Salvo que la historia de verdad, como todas las cosas de verdad, había sido más complicada de lo que los relatos sobre ella la hacían parecer…
Anna supo lo que eran en cuanto los vio: aeromotores gemelos Jeunet-Carot llegados directamente desde París. La nave de sus padres había estado propulsada por motores como aquellos. El padre de Anna siempre decía que eran los mejores aeromotores que jamás se habían construido.
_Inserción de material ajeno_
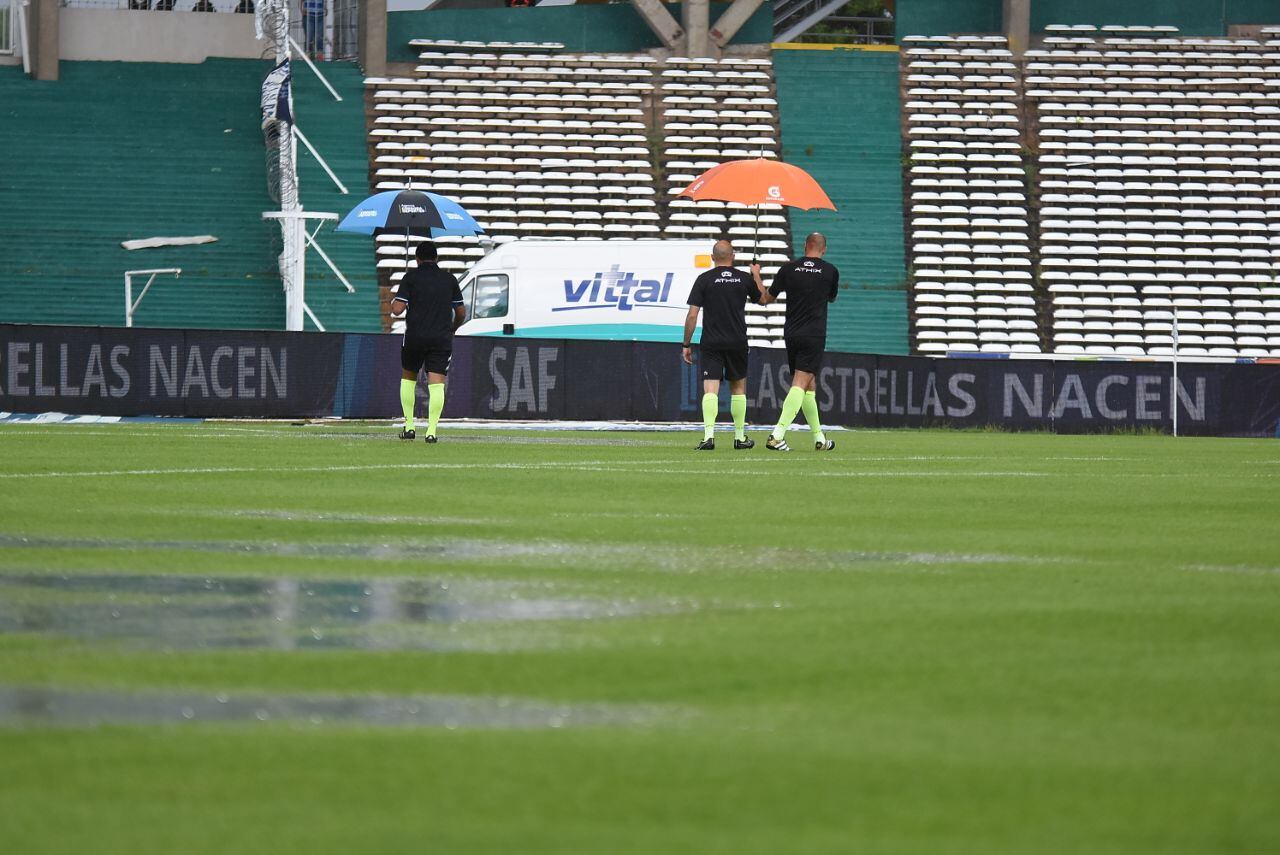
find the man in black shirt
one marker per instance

Habían transportado el barco aeromercante Sirena por los Caminos de las Aves durante toda la infancia de Anna sin dar un solo problema. No había sido culpa de los motores que el viento hubiera cambiado inesperadamente un día mientras sobrevolaban las montañas de Tannhäuser y se hubieran atascado con la finísima ceniza procedente de un volcán.
Incluso entonces podrían haberlos reparado. Los padres de Anna consiguieron acoplar la nave a una pequeña ciudad-tracción con un puerto aéreo decente y se pusieron manos a la obra, pero, antes de poder terminar las reparaciones, una tormenta barrió la población y en el ojo de la tormenta apareció Arkangel, el Martillo del Alto Hielo, la mayor ciudad depredadora del norte.
Anna vislumbró un horrible atisbo de la Entraña plagada de fraguas mientras las enormes mandíbulas giraban sobre sus goznes y se abrían. Cuando se cerraron sobre la ciudad indefensa, la zona donde Anna y sus padres se habían refugiado cedió. Su madre se soltó de la mano de Anna y cayó dando vueltas por una grieta repentinamente abierta entre dos plataformas y se precipitó directamente hacia los grasientos mecanismos de las gigantescas cadenas tractoras de la ciudad. En aquel momento, las cadenas tractoras funcionaban a toda potencia y trituraron a la madre de Anna en un instante, pero no consiguieron liberar a la población de las mandíbulas de Arkangel, así que fueron engullidos desde la retaguardia por la Entraña de la ciudad en medio de una cacofonía de maquinaria y metal en tensión. El estruendo era tal que Anna ni siquiera oyó sus propios gritos cuando los soldados de Arkangel la separaron de su padre y los arrastraron a los dos para que se unieran al resto de los esclavos.
Desde entonces, había vivido en el interior del vientre de Arkangel mientras la ciudad patinaba incesantemente por las placas de hielo sobre sus inmensas roldanas. Lo había perdido todo: incluso le habían cambiado el nombre por un número, el K-420. Se había convertido en una de las innumerables cautivas que trabajaban en las máquinas de desguace y los inmensos motores. («Cautivos» era como denominaban a sus esclavos en Arkangel. Anna suponía que a los habitantes de las cálidas y cómodas plataformas superiores les parecería que sonaba mejor).
Ahora, Arkangel había devorado otra ciudad, y a la cuadrilla de Anna le habían encomendado clasificar los montones de objetos rescatados que habían obtenido de ella para que las gigantescas sierras, sopletes y tenazas metálicas pudieran comenzar a arrancarle los niveles superiores.